沈黙の石?胆石について解説
- 胆汁の結晶化
胆汁は、肝臓でつくられ、脂肪の消化を助ける液体です。通常はサラサラとしていますが、成分のバランスが崩れると、結晶が生じてしまいます。この結晶が成長すると、やがて石のように固くなり、胆石と呼ばれます。
胆汁に含まれる成分のうち、結晶化しやすいものとして、コレステロールとビリルビンが挙げられます。コレステロールは脂肪の一種で、細胞膜やホルモンの材料となる重要な物質ですが、胆汁中に過剰に存在すると結晶化しやすくなります。また、ビリルビンは赤血球が壊れる際に生じる色素で、通常は胆汁とともに体外へ排出されますが、何らかの原因で胆汁中の濃度が高くなると、結晶化しやすくなることがあります。
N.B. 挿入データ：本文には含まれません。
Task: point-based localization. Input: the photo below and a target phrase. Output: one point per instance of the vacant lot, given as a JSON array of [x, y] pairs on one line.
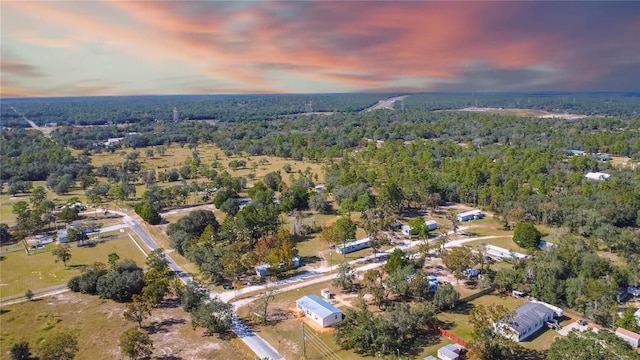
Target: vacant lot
[[20, 272], [99, 324]]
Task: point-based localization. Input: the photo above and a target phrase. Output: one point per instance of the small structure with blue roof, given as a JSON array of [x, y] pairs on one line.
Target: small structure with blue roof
[[451, 352], [318, 310]]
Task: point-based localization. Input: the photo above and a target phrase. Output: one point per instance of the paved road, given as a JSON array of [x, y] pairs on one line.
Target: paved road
[[257, 344]]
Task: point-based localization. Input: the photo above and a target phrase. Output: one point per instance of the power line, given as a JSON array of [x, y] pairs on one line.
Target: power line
[[314, 340]]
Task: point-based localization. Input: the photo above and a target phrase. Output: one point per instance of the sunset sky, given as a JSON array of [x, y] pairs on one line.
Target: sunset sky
[[79, 48]]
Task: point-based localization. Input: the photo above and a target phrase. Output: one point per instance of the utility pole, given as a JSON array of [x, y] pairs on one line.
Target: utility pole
[[304, 344]]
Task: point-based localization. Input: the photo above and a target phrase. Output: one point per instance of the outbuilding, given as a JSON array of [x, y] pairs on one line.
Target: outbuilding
[[451, 352], [469, 215], [353, 246], [629, 336], [318, 310], [598, 176]]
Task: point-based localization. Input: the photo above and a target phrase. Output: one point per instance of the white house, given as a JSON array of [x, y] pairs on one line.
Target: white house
[[451, 352], [263, 270], [469, 215], [502, 253], [598, 176], [111, 141], [431, 225], [353, 246], [318, 310], [528, 319], [62, 236], [629, 336]]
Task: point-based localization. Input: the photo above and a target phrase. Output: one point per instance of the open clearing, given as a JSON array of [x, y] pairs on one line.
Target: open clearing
[[99, 324], [21, 272]]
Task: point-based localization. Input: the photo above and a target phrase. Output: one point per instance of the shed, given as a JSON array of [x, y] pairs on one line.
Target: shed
[[629, 336], [469, 215], [318, 310], [451, 352], [502, 253], [598, 176], [353, 246], [431, 224], [62, 236]]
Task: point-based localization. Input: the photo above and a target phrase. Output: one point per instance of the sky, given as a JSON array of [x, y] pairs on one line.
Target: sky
[[109, 47]]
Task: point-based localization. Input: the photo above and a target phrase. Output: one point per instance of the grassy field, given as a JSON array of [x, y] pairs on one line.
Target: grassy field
[[286, 334], [457, 322], [99, 324], [20, 272]]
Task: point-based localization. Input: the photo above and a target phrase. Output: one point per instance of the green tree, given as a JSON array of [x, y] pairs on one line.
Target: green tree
[[445, 297], [397, 260], [136, 343], [526, 235], [157, 261], [62, 252], [68, 215], [137, 310], [344, 230], [345, 277], [58, 345], [113, 260], [486, 343], [628, 320], [589, 345], [20, 351], [147, 213], [214, 315], [458, 259]]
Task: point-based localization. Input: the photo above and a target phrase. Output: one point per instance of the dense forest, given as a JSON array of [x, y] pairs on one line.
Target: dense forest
[[131, 109]]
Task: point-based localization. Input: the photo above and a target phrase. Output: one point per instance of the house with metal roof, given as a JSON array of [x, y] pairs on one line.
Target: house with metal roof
[[528, 319], [353, 246], [318, 310], [629, 336], [451, 352], [469, 215], [598, 176]]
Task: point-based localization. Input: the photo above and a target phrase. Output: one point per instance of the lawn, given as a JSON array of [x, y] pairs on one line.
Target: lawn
[[457, 321], [503, 242], [286, 335], [20, 272], [99, 324]]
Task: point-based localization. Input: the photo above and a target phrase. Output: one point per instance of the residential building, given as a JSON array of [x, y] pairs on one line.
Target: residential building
[[451, 352], [598, 176], [469, 215], [352, 246], [431, 225], [528, 319], [629, 336], [502, 253], [318, 310]]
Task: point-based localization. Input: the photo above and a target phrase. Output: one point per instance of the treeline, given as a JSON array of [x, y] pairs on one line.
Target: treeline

胆石は、胆のうや胆管に発生することが多く、その大きさや数も様々です。小さな結晶のうちは自覚症状がない場合もありますが、結石が大きくなると、胆のうや胆管を詰まらせ、激しい腹痛や吐き気などを引き起こすことがあります。さらに、結石が胆管に詰まった状態が続くと、胆汁の流れが滞り、黄疸などの症状が現れることもあります。
胆石は、食生活の欧米化や運動不足などが原因で増加傾向にあり、近年では、比較的若い世代での発症も増えています。胆石を予防するためには、バランスの取れた食事や適度な運動など、健康的な生活習慣を心がけることが大切です。